Successfully implanting embryos on the first try in IVF is probably not very correlated with these outcomes. Overall success is, because rich women may have the resources and time to try multiple times, for example, but success on the first try is pretty random. And success on the first try is highly correlated with fertility.
So, if we sort two groups of women based on success on the first try in IVF, we’ll get two groups that differ a lot in fertility, but aren’t selected for on any other traits. Therefore, we can attribute any differences between the groups to their difference in fertility and not any other selection forces.
Results
How do these two groups of women differ?
First of all, women who are successful on the first try with IVF are persistently more likely to have children. This random event causing a large and persistent fertility difference is essential for identifying the causal effect of childbirth.
This graph is plotting the regression coefficients on a series of binary variables which track whether a woman had a successful first-time IVF treatment X years ago. When the IVF treatment is in the future (i.e X is negative), whether or not the woman will have a successful first-time IVF treatment has no bearing on fertility since fertility is always zero; these are all first time mothers.
When the IVF treatment was one year in the past (X = 1), women with a successful first-time treatment are about 80% more likely to have a child that year than women with an unsuccessful first time treatment. This first year coefficient isn’t 1 because some women who fail their first attempt go through multiple IVF attempts in year zero and still have a child in year one. The coefficient falls over time as more women who failed their first IVF attempt eventually succeed and have children in later years, but it plateaus around 30%.
Despite having more children, this group of women do not have persistently lower earnings.
This is the same type of graph as before, it’s plotting the regression coefficients of binary variables that track whether a woman had a successful first-time treatment X years ago, but this time the outcome variable isn’t having a child, it’s earnings.
One year after a the first IVF treatment attempt the successful women earn much less than their unsuccessful counterparts. They are taking time off for pregnancy and receiving lower maternity leave wages (this is in Denmark so everyone gets those). But 10 years after the first IVF attempt the earnings of successful and unsuccessful women are the same, even though the successful women are still ~30% more likely to have a child. 24 years out from the first IVF attempt the successful women are earning more on average than the unsuccessful ones.
Given the average age of women attempting IVF in Denmark of about 32 and a retirement age of 65, these women have 33 years of working life after their IVF attempt.

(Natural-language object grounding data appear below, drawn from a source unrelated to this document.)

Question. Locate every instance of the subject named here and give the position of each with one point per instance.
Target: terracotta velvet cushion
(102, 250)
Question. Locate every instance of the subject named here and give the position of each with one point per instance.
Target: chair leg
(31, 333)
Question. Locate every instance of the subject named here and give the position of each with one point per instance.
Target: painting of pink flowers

We can’t see their earnings that far out, but if we assume that the differences plateau after 20 years, the lifetime earnings of the first time successful women are about 2% higher (though the confidence interval includes zero).
Comparison to Previous Results
This is a huge change from previous results. You’ve probably seen graphs like this floating around twitter.

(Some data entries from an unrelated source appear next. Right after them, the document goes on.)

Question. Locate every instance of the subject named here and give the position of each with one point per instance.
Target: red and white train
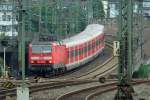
(56, 57)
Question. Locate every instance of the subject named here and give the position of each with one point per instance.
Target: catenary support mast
(125, 58)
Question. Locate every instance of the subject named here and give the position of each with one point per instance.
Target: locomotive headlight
(50, 61)
(34, 58)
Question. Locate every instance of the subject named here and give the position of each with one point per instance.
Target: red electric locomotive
(56, 57)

This is based off of an “event study” specification from this influential 2019 paper that also using Danish data. Why are the results from the instrumental variables design so different from these previous event studies and which results are more reliable? The 2024 IVF paper replicates these negative and persistent event study effects.
The authors argue for two reasons why their instrumental variables design is a more reliable measure than the event study.
First, the assumptions required for the event study to identify causal effects are stretched when trying to get at long term effects. Event studies compare women of the same age, education status, and profession but where one group of women has their first kid at a later age than the other e.g one at 28 and another at 30. This relies on an assumption that, conditional on all of these characteristics, age at first birth is random. There are very close parallel trends in earnings before first birth which lends some evidence towards this. Two or three years difference can conceivably be semi-randomly assigned e.g by matchmaking, but it is a bit hard to believe that women who have kids 10 or 15 years apart differ in only this respect, even with the 5 years of parallel pre-trends.
The groups of women defined by first-try success in IVF are more believably randomly assigned to having or not having a child, even decades after the treatment. These two groups also have the same coincident pre-trends in earnings that justify the event study.
Second, Lomborg’s 2024 paper finds evidence that women time their births to just before a wage growth plateau. The evidence it gives again comes from IVF failures. Women who were planning to have a birth, but never succeed, have much flatter wage growth after their planned birth year, even though they didn’t actually have any kids. So the divergence between childrearing mothers and non-childbearing mothers shows up even in this placebo case when neither group actually had kids. Therefore, the event study is overstating the earnings impact of childbirth.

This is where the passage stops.